DigitalOcean Droplets are Linux-based virtual machines (VMs) that run on top of virtualized hardware. Each Droplet you create is a new server you can use, either standalone or as part of a larger, cloud-based infrastructure.
Metadata is a service that allows a Droplet to access data about itself. In addition, you can use Metadata to provide user data to Droplets at creation to simplify or automate setup.
User data is arbitrary data, most often a script, that you can supply to a Droplet during creation. If CloudInit is available on the Droplet, it consumes the user data, which it can use to perform tasks as the root user during the Droplet’s first boot.
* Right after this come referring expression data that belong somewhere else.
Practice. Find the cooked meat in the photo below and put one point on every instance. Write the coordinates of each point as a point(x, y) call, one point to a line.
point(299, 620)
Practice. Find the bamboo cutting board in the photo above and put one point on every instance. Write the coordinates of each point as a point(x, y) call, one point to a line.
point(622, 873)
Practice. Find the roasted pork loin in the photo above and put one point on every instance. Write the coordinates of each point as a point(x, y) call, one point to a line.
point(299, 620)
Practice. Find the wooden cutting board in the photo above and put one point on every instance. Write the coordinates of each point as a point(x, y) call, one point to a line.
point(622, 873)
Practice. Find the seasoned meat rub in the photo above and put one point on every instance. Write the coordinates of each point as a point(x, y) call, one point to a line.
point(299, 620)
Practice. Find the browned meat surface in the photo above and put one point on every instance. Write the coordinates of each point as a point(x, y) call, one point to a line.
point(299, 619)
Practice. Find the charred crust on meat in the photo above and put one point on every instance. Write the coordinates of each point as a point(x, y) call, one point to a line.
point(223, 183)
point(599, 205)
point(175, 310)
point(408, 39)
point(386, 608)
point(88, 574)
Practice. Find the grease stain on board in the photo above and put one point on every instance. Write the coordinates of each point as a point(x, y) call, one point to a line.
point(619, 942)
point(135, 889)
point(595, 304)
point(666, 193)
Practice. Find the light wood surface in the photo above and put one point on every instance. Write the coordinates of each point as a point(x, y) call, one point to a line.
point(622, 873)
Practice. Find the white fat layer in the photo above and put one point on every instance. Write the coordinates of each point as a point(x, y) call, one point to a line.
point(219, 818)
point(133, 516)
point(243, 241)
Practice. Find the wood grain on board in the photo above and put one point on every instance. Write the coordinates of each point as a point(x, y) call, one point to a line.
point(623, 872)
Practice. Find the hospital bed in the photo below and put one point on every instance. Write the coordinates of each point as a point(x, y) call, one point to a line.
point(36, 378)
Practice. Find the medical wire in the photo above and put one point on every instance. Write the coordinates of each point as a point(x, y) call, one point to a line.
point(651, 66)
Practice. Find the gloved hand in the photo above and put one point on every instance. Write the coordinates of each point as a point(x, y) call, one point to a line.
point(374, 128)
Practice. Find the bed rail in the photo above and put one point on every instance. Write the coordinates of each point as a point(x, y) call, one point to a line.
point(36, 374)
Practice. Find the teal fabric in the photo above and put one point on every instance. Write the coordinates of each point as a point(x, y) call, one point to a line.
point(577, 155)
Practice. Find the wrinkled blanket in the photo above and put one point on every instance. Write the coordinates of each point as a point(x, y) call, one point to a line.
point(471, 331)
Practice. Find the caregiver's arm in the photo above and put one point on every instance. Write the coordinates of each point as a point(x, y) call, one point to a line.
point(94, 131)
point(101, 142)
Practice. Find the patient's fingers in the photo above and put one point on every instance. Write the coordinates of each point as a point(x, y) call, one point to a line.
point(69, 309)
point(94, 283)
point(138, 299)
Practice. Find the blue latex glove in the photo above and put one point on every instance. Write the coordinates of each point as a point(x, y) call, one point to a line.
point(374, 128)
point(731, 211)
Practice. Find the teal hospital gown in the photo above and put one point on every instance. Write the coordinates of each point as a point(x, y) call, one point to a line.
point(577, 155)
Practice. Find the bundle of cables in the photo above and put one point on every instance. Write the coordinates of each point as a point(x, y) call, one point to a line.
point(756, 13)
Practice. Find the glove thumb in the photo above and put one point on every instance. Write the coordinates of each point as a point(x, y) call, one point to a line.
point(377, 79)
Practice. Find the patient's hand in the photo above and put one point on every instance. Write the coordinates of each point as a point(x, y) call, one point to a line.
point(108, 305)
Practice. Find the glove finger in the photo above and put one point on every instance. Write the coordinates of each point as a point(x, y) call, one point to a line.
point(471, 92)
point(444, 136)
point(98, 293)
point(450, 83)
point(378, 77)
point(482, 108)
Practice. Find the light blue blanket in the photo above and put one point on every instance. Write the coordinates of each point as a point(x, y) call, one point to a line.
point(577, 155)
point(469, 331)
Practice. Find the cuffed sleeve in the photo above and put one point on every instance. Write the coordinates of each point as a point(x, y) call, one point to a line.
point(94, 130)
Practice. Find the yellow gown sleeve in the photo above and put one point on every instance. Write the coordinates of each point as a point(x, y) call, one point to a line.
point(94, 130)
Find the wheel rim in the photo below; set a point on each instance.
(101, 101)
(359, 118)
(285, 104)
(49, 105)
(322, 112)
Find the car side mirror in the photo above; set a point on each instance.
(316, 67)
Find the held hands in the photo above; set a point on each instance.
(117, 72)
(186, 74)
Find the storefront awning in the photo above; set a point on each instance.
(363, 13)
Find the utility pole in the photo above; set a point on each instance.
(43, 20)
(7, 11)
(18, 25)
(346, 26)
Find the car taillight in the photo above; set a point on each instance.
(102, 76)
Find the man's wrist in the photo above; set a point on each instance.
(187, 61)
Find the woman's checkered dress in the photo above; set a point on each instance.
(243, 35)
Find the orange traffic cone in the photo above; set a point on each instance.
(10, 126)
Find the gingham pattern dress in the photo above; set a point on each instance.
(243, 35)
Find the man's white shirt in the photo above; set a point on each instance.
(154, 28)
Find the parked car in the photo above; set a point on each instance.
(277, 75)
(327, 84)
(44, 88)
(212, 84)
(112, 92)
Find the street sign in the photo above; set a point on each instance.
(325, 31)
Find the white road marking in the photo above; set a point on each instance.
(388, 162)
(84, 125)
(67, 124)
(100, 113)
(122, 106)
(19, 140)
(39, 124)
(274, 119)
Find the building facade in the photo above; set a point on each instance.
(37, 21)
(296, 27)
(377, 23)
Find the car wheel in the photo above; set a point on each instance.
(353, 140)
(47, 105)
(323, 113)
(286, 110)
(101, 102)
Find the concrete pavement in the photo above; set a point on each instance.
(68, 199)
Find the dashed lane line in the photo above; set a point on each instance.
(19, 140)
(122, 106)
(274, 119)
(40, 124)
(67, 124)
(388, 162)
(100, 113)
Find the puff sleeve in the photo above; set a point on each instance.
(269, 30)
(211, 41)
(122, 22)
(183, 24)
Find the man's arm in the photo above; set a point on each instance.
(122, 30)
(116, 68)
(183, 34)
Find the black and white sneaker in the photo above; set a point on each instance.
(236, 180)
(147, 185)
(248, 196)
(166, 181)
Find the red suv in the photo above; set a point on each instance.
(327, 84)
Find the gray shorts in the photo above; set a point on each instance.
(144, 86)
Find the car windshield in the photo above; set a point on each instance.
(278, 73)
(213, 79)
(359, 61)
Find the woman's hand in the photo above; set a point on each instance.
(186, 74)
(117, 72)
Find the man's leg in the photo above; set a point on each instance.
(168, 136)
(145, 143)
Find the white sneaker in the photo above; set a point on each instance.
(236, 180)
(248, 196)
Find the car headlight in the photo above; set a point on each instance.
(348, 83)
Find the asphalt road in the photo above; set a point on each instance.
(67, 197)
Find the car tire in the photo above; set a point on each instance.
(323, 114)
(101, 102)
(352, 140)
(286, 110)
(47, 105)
CloudInit accepts cloud-config
files or any script that can be interpreted by the new Droplet, like a Bash script. CloudInit is available on DigitalOcean’s latest Ubuntu and CentOS images. You can define user data for images that do not support CloudInit, but it is not be consumed automatically on first boot.
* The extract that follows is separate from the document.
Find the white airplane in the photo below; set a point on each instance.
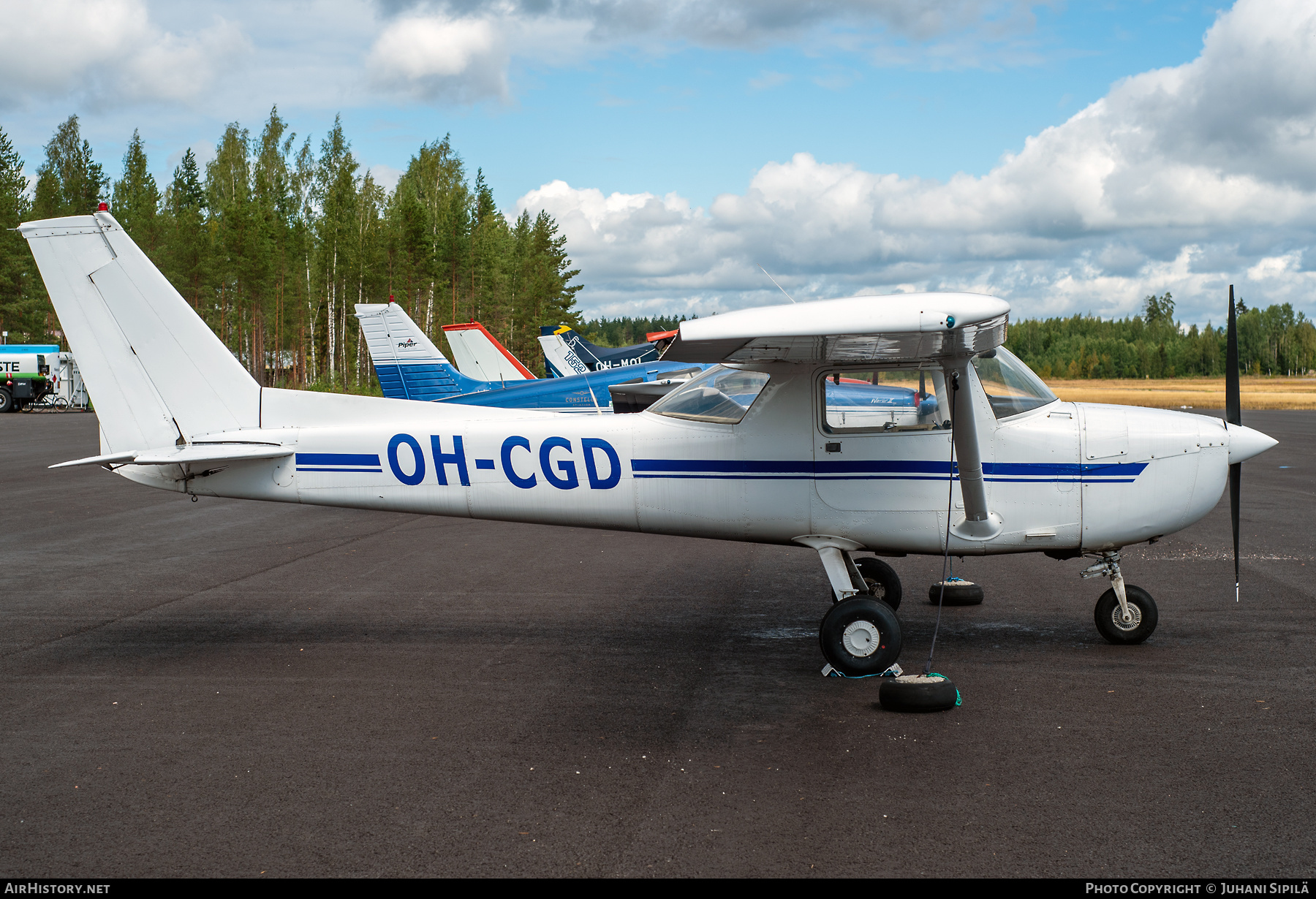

You can provide user data to a Droplet during creation via the DigitalOcean Control Panel, the API, or doctl
, the CLI client.
To provide user data when creating a Droplet via the DigitalOcean Control Panel, on the Droplet creation page, above the Finalize Details section, click + Advanced Options. In the section that opens, check the box next to Add Initialization scripts. Add your user data in the box that appears.
To provide user data when creating a Droplet via the DigitalOcean API, use the user_data
field in the Droplet creation POST request.
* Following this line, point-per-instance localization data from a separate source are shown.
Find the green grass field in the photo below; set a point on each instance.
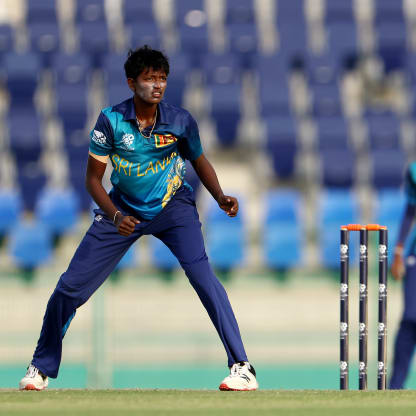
(208, 402)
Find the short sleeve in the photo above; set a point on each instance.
(101, 137)
(190, 147)
(410, 184)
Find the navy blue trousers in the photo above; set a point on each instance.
(406, 336)
(178, 226)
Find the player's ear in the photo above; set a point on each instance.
(131, 83)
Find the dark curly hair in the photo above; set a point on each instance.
(144, 58)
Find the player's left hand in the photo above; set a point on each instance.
(229, 204)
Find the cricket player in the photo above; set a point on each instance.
(147, 141)
(406, 336)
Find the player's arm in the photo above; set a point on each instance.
(93, 181)
(208, 177)
(397, 268)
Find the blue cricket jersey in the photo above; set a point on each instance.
(146, 171)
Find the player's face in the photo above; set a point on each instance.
(149, 86)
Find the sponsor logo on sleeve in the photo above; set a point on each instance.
(99, 137)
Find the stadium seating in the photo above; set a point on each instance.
(225, 237)
(339, 10)
(6, 39)
(389, 208)
(22, 72)
(10, 209)
(336, 208)
(41, 11)
(283, 234)
(387, 167)
(281, 144)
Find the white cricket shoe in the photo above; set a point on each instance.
(33, 380)
(242, 378)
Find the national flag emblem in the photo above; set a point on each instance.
(164, 140)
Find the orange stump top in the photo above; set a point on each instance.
(368, 227)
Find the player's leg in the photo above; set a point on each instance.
(181, 232)
(96, 257)
(406, 336)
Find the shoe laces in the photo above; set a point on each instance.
(32, 371)
(236, 370)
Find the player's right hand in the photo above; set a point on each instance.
(126, 224)
(397, 268)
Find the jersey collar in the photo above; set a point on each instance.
(129, 113)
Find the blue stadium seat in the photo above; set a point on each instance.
(10, 209)
(90, 11)
(31, 179)
(162, 257)
(30, 244)
(338, 168)
(44, 39)
(221, 68)
(332, 133)
(383, 130)
(129, 260)
(194, 42)
(239, 11)
(225, 237)
(226, 112)
(342, 40)
(243, 41)
(322, 69)
(282, 230)
(58, 210)
(22, 71)
(25, 135)
(339, 10)
(135, 11)
(387, 168)
(274, 94)
(336, 208)
(293, 41)
(117, 92)
(41, 11)
(72, 107)
(388, 11)
(326, 99)
(190, 12)
(281, 144)
(292, 29)
(392, 44)
(292, 11)
(116, 88)
(145, 33)
(179, 68)
(390, 205)
(274, 98)
(91, 44)
(6, 38)
(72, 68)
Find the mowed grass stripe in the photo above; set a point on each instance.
(186, 402)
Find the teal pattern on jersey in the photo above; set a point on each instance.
(146, 171)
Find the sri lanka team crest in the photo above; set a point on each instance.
(164, 140)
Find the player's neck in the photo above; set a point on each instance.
(145, 112)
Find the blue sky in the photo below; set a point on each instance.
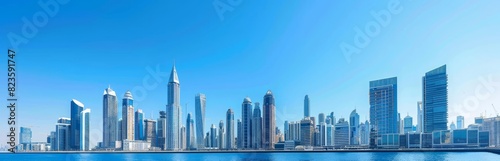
(291, 48)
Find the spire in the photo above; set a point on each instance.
(173, 76)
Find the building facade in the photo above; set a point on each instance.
(435, 99)
(110, 119)
(269, 121)
(383, 105)
(200, 105)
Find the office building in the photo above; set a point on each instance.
(307, 109)
(269, 121)
(257, 127)
(110, 119)
(435, 100)
(139, 125)
(200, 105)
(383, 105)
(85, 130)
(230, 130)
(221, 140)
(341, 134)
(128, 117)
(25, 136)
(246, 120)
(173, 112)
(161, 133)
(76, 110)
(460, 122)
(190, 138)
(420, 117)
(150, 132)
(408, 124)
(307, 132)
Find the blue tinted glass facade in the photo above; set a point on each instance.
(460, 136)
(383, 105)
(472, 136)
(435, 99)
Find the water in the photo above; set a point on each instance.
(348, 156)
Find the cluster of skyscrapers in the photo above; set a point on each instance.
(257, 129)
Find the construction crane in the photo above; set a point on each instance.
(495, 109)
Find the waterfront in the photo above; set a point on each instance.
(278, 156)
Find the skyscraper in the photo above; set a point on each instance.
(408, 124)
(246, 120)
(332, 118)
(76, 110)
(220, 139)
(25, 138)
(161, 133)
(239, 141)
(321, 118)
(200, 105)
(128, 117)
(307, 110)
(182, 138)
(384, 105)
(62, 134)
(150, 132)
(306, 132)
(173, 111)
(435, 99)
(354, 128)
(139, 125)
(213, 136)
(341, 138)
(85, 130)
(460, 122)
(420, 117)
(257, 127)
(190, 138)
(230, 129)
(269, 121)
(110, 119)
(119, 131)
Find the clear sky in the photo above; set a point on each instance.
(292, 48)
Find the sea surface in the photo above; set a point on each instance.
(364, 156)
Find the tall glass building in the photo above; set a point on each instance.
(384, 105)
(190, 139)
(139, 125)
(76, 110)
(257, 127)
(128, 117)
(420, 117)
(408, 124)
(162, 131)
(200, 105)
(307, 109)
(230, 129)
(62, 134)
(460, 122)
(269, 121)
(354, 128)
(25, 138)
(173, 112)
(246, 120)
(85, 130)
(110, 119)
(435, 99)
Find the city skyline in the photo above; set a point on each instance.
(228, 73)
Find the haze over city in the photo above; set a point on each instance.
(122, 45)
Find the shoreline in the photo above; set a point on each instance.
(495, 151)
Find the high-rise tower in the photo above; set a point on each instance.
(269, 121)
(173, 111)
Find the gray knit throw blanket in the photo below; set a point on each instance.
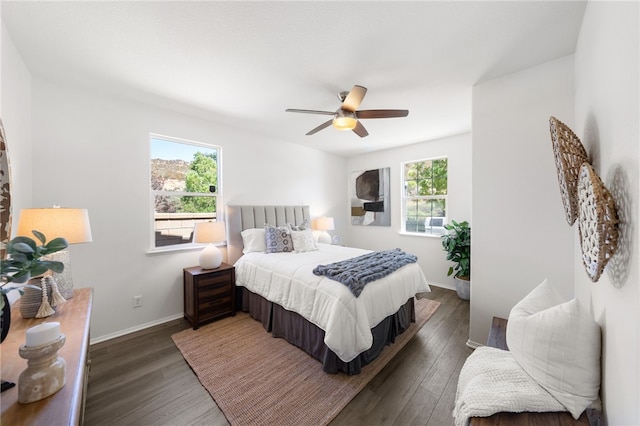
(357, 272)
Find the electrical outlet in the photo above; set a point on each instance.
(137, 301)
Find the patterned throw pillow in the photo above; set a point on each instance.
(303, 241)
(278, 239)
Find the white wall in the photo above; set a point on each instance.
(91, 150)
(16, 118)
(520, 232)
(607, 115)
(431, 257)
To provide user data when creating a Droplet via doctl
, the DigitalOcean CLI, use the --user-data
or --user-data-file
flags when calling doctl compute droplet create
.
You cannot modify user data after a Droplet is created.
To see how a CloudInit file uses the provided user data, view the /var/log/cloud-init-output.log
file:
cat /var/log/cloud-init-output.log | grep userdata
The file logs output from CloudInits so you can view any warnings, error messages, or debug information.